Building materials account for about half of all materials used and about half the solid waste generated worldwide. They have an environmental impact at every step of the building process - extraction of raw materials, processing, manufacturing, transportation, construction and disposal at the end of a building's useful life.
Governments worldwide have responded to the need to reduce waste with regulation and legislation that have framed a market for building materials and products derived from the construction and demolition (C&D) waste stream.
There are now, more than ever, clear opportunities for business and industry to invest in activities that will create profit and improve environmental outcomes by extracting valuable resources from the C&D waste stream.
Figure 1 - A simplistic perspective on the building supply chain
The built environment of the future is being constructed at the beginning of a new ecological era where governments are framing markets with regulation and legislation that respond to the challenges of environmental sustainability, and where industry must respond to the challenges of low-carbon economies and resource depletion.
Businesses that are profiting and growing are adapting to these new challenges and responding with innovations that turn waste into valuable resources to supply the construction industry, which has traditionally been adverse to behavioural change.

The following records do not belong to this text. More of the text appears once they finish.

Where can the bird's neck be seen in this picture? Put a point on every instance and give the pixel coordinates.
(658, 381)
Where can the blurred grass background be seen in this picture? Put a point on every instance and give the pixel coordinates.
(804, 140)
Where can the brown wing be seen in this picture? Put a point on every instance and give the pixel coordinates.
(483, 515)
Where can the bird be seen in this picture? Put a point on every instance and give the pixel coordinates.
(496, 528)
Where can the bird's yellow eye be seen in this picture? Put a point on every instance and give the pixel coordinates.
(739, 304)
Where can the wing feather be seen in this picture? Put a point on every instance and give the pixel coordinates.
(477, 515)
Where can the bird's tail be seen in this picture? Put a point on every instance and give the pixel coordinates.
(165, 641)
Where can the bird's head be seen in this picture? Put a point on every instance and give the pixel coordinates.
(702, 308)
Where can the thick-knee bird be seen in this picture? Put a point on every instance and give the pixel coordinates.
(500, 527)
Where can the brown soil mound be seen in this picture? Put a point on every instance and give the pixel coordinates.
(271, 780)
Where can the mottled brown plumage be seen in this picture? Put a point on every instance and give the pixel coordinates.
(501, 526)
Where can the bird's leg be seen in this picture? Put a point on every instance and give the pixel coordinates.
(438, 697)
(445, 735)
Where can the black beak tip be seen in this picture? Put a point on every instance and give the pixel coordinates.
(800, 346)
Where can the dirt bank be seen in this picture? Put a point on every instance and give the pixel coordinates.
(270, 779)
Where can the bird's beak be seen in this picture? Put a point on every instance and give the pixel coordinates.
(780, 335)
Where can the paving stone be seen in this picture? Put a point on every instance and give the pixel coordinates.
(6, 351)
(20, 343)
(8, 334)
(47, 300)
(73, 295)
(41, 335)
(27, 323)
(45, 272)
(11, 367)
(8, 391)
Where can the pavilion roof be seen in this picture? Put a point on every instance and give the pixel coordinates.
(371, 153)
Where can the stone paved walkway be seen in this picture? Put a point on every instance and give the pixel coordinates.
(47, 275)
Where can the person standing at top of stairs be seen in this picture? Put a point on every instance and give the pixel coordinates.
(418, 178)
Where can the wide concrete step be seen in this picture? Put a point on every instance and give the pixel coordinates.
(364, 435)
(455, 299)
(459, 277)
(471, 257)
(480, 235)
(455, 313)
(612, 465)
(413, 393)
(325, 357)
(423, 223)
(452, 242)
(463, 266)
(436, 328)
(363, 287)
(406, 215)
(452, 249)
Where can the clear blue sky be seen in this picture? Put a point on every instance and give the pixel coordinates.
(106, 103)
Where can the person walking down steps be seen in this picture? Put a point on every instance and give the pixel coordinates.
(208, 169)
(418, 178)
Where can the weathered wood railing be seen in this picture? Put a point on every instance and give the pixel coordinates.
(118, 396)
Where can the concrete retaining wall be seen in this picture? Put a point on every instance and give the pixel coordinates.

This guide outlines the opportunities available for effective markets and presents 15 initiatives where companies are profiting and growing while contributing to a more ecologically sustainable built environment.
Aim of the guide
The aim of this guide is to help develop effective markets for materials diverted or derived from the C&D waste stream.
Erratum - 17 January 2012
The case study, Recycling power poles into high-value timber products, on page 34 of the Construction and Demolition Waste Guide, incorrectly attributes the development of protocols for recycling redundant utility poles and bridge timbers in NSW to Kennedy's Timber, Energex and the New South Wales Office of Environment and Heritage. The case study should attribute the development of the protocols to the Timber Development Association and the NSW Office of Environment and Heritage.